The trailer shows it to be loco "230 B 711", if I read it correctly. The SNCF 230B class is a 4-6-0, which is what the loco appears to be. 
http://orion.math.iastate.edu/jdhsmith/term/slfrsncf.htm has a list of SNCF steam locos and a little data on the 230B class. 
One of the movie sites notes a blooper in that some of the steam locos in the film are post WWII. 

Garrett


----------



## Taperpin (Jan 6, 2008)

*RE: "The Train" Locomotives*

Looking at a still on the U tube just before the crash ..230B you can see two tail rods below the smokebox and out side cylinders as well so: a 4 cylinder compound,, the "Crampton" steam pipes to the outside High pressure cylinders are there[but look to be without casings. insulation is visible.] cab style and front window shades . 6wheel tender..and two reach rods to the independent high and low pressure valve gears, on the left hand side. most likely a "Est" 4-6-0 mixed traffic built 1901-1912 and in her very final days in 1964! 

The loco it hits is avery! old 0-6-0 dating from the 1880s outside cylinders and Stephenson gear as well..France and spain had these in numbers and some lasted a very long time, pottering about in yards.


----------



## Dave -- Use Coal (Feb 19, 2008)

I have a DVD copy of the movie. I will take a look to see if it has a copy of the trailer included. 

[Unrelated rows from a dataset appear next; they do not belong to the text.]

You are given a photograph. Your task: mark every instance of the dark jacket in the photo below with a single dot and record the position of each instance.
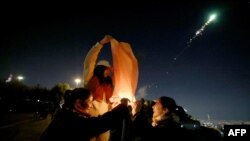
(68, 125)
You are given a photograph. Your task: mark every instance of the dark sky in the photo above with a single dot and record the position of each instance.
(212, 76)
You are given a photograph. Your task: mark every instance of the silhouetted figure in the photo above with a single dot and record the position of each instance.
(73, 121)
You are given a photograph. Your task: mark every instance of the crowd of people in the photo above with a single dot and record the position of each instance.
(87, 115)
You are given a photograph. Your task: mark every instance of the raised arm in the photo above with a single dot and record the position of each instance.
(91, 57)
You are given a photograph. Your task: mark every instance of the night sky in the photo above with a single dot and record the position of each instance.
(212, 76)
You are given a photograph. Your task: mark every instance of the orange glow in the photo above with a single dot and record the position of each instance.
(125, 70)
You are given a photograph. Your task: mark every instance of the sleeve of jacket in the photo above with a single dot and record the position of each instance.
(90, 62)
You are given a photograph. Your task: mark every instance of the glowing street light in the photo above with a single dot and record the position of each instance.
(77, 81)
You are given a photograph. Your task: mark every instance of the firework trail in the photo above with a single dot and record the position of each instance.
(198, 33)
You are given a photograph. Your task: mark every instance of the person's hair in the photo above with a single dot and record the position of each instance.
(168, 102)
(99, 73)
(71, 96)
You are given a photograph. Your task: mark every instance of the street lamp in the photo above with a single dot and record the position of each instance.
(77, 81)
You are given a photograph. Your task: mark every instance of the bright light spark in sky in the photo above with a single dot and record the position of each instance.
(198, 33)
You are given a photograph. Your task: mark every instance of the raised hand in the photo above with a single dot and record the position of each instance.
(106, 39)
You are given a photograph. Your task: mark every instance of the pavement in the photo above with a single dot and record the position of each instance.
(22, 127)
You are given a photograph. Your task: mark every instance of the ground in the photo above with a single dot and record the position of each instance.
(21, 127)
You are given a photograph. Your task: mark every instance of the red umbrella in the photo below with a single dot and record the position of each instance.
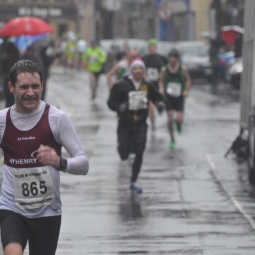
(25, 26)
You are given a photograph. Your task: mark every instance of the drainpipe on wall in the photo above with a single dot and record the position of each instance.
(160, 22)
(188, 20)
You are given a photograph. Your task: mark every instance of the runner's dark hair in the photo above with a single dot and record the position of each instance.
(174, 53)
(24, 66)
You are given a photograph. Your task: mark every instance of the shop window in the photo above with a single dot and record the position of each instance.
(62, 28)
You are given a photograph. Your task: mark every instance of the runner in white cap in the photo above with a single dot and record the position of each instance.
(130, 98)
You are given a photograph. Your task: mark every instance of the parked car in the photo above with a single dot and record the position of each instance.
(234, 72)
(164, 48)
(195, 56)
(226, 60)
(115, 46)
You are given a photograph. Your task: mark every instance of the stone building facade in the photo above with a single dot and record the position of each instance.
(61, 14)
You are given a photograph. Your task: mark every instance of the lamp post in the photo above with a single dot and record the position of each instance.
(160, 22)
(187, 2)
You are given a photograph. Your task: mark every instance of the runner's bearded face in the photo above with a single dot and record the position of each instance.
(173, 62)
(27, 92)
(138, 72)
(152, 49)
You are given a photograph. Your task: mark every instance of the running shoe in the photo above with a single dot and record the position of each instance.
(135, 188)
(171, 145)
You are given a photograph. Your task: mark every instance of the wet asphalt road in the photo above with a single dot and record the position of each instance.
(184, 208)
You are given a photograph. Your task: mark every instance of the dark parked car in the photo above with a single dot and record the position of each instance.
(115, 46)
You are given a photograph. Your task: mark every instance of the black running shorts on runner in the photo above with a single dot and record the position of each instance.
(131, 138)
(155, 85)
(174, 104)
(42, 233)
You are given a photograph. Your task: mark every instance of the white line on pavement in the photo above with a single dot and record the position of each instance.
(232, 197)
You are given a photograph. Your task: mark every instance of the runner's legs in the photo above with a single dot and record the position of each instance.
(170, 115)
(152, 116)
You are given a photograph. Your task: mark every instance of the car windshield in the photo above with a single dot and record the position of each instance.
(194, 50)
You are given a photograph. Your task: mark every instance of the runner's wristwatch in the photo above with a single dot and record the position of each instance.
(62, 164)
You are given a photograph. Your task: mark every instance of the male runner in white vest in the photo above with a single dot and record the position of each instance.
(31, 136)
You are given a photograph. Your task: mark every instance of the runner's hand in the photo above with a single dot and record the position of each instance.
(123, 107)
(48, 156)
(160, 107)
(185, 93)
(161, 91)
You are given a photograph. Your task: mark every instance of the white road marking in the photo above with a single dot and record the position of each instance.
(237, 204)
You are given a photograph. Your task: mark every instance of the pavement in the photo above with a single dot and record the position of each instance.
(194, 201)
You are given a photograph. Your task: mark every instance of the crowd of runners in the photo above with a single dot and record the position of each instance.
(142, 84)
(32, 134)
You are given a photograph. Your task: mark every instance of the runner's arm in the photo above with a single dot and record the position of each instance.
(161, 79)
(187, 76)
(66, 135)
(111, 73)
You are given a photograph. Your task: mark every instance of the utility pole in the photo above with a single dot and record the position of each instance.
(188, 19)
(160, 22)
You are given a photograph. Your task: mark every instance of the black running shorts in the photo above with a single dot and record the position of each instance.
(42, 233)
(174, 104)
(131, 138)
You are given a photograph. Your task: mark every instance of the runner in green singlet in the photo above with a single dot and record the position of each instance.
(174, 84)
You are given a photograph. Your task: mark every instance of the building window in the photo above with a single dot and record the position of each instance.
(62, 28)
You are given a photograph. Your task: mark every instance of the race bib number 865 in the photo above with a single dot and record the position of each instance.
(33, 188)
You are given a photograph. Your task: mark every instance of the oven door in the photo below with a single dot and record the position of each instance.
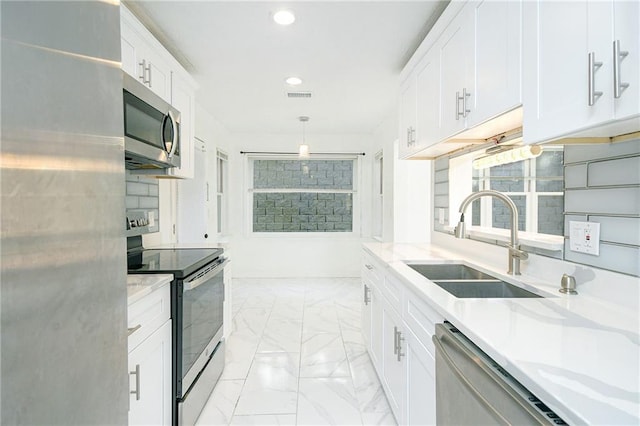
(199, 329)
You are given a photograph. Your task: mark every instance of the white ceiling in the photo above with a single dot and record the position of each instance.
(348, 53)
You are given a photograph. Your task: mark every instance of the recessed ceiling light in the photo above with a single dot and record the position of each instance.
(284, 17)
(293, 81)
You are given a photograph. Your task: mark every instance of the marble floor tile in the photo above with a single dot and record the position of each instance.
(281, 335)
(251, 320)
(327, 402)
(369, 391)
(239, 353)
(271, 386)
(323, 355)
(320, 320)
(381, 419)
(265, 420)
(222, 402)
(296, 355)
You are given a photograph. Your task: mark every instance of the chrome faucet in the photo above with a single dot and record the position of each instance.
(515, 254)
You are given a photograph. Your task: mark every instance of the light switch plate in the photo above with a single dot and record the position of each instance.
(584, 237)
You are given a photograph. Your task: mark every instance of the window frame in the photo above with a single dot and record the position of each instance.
(249, 191)
(222, 192)
(529, 192)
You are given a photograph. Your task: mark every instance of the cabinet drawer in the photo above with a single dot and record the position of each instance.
(371, 270)
(148, 314)
(421, 319)
(393, 290)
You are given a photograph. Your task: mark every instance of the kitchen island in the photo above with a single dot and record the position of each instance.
(578, 354)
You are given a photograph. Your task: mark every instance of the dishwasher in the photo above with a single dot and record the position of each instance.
(472, 389)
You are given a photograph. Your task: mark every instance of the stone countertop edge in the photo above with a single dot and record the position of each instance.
(140, 285)
(577, 354)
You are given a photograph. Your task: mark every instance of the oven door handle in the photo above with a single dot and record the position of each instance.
(190, 285)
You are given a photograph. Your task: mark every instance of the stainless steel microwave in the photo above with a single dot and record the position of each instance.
(151, 129)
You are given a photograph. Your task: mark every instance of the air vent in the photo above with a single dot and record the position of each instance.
(298, 94)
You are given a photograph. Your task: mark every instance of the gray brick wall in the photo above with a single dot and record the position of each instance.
(142, 194)
(308, 174)
(303, 211)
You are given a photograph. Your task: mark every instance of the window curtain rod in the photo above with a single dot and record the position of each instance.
(295, 153)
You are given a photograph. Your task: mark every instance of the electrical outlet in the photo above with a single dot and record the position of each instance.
(584, 237)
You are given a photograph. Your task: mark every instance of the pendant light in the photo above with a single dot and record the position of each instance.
(303, 149)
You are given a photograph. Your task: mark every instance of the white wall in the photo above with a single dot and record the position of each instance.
(332, 255)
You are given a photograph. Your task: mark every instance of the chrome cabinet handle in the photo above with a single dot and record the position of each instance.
(395, 340)
(400, 339)
(136, 392)
(367, 295)
(146, 70)
(465, 110)
(133, 329)
(593, 67)
(462, 98)
(618, 56)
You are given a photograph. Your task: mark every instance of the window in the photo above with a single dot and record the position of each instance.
(378, 195)
(221, 191)
(295, 195)
(536, 188)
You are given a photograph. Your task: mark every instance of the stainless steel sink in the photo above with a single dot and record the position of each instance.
(466, 282)
(484, 289)
(449, 271)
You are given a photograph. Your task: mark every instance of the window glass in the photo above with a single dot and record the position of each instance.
(303, 195)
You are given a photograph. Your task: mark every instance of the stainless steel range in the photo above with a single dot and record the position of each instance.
(197, 296)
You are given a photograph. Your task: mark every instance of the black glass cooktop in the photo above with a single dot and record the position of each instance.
(179, 262)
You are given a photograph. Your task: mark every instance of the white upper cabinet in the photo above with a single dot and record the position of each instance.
(183, 99)
(626, 38)
(498, 59)
(456, 80)
(467, 71)
(408, 117)
(570, 71)
(144, 58)
(140, 58)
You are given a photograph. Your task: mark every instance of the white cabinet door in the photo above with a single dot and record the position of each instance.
(421, 383)
(626, 31)
(183, 99)
(498, 72)
(376, 342)
(366, 312)
(143, 57)
(456, 80)
(428, 101)
(569, 70)
(408, 129)
(393, 364)
(150, 379)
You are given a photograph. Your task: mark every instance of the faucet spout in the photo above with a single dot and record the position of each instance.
(515, 254)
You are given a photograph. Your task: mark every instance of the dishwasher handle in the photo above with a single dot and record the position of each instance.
(460, 375)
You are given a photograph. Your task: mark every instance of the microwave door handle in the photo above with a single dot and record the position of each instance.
(190, 285)
(174, 141)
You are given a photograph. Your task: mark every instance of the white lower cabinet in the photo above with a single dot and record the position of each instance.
(393, 366)
(150, 379)
(398, 333)
(149, 322)
(421, 383)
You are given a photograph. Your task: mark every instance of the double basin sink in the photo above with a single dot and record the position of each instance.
(465, 282)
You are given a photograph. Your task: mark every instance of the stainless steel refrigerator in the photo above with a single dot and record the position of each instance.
(63, 267)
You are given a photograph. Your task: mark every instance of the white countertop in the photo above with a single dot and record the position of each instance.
(578, 354)
(139, 285)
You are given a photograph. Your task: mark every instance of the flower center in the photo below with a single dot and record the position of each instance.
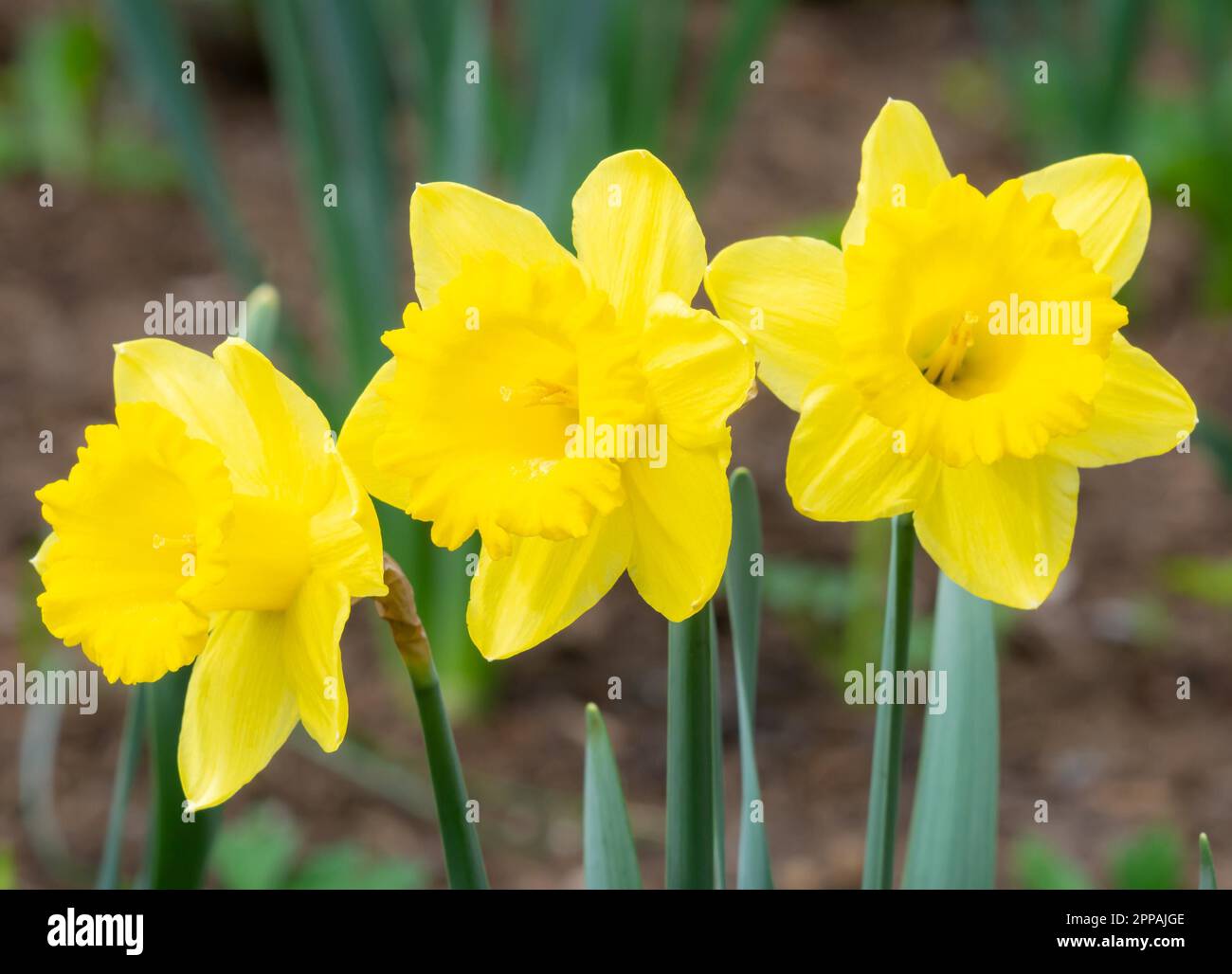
(944, 333)
(944, 364)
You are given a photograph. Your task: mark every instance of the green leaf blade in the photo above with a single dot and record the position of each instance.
(1206, 863)
(887, 744)
(690, 826)
(607, 851)
(952, 841)
(742, 582)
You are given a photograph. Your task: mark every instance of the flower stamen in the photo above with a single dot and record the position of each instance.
(943, 365)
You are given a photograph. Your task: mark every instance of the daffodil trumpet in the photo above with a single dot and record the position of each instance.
(959, 360)
(570, 409)
(961, 356)
(213, 523)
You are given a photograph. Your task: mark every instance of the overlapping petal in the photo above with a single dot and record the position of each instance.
(845, 465)
(1140, 411)
(451, 223)
(1104, 200)
(681, 526)
(1002, 531)
(787, 295)
(899, 167)
(542, 585)
(241, 707)
(636, 233)
(698, 370)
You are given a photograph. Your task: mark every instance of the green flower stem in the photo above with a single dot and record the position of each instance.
(1206, 863)
(130, 754)
(952, 838)
(463, 858)
(887, 743)
(690, 830)
(743, 586)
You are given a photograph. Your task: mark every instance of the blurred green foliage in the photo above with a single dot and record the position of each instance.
(1099, 98)
(52, 117)
(1150, 858)
(265, 850)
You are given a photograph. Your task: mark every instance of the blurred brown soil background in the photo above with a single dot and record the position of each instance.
(1091, 719)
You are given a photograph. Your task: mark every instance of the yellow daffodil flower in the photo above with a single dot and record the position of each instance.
(213, 521)
(571, 409)
(960, 357)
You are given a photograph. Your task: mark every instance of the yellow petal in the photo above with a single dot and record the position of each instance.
(315, 658)
(241, 706)
(479, 422)
(541, 586)
(681, 527)
(126, 523)
(450, 222)
(368, 420)
(787, 295)
(698, 370)
(636, 233)
(299, 459)
(44, 553)
(899, 165)
(1104, 200)
(345, 539)
(1003, 532)
(1138, 411)
(193, 387)
(845, 465)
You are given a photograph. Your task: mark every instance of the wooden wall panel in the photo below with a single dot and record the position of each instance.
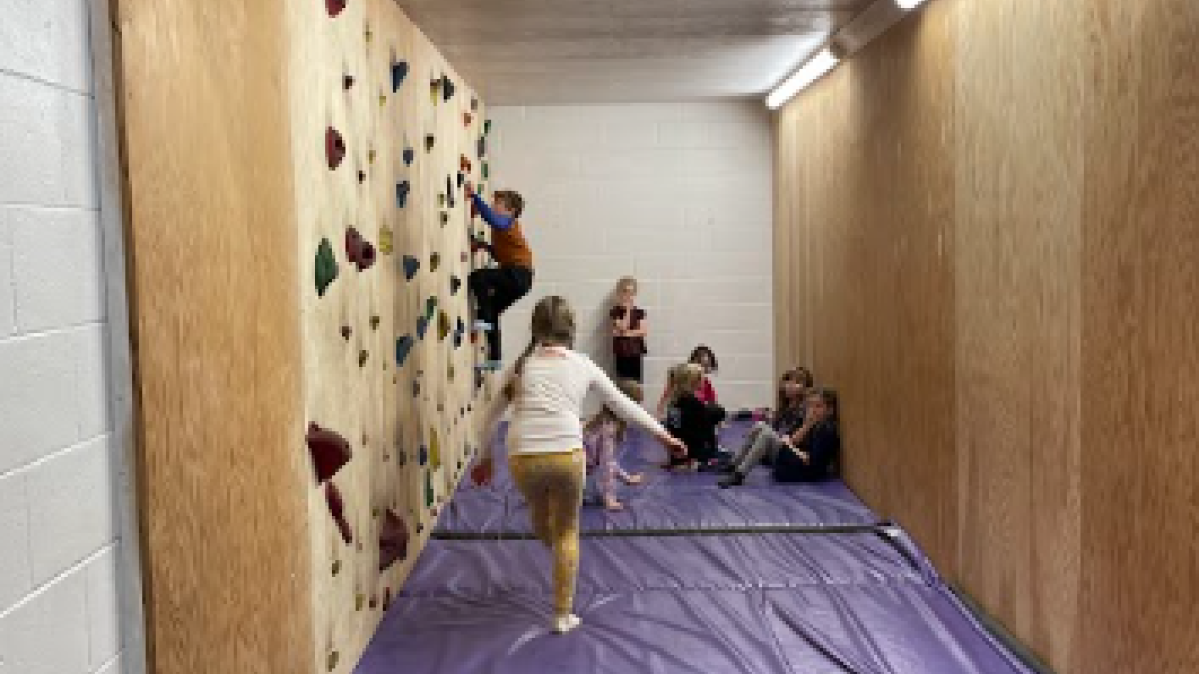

If I read the information in the chart correctly, the engine is the French version of the Prussian P8. Does anyone know if I read this chart correctly? 

Dave


----------



## Taperpin (Jan 6, 2008)

*RE: "The Train" Locomotives*

Dave, 
The Prussian P8 was a 2 cylinder Simple designed by Garbe. the Est where 4 cylinder Compunds designed by Salomon, but designed for similar duties..two more diffrent designs would be hard to find! if the chart state that, then its an error.


----------



## Garry Paine (Jan 2, 2008)

Thanks for explaining that the locos were compounds; that helps the SCNF table make more sense. 

Garrett


----------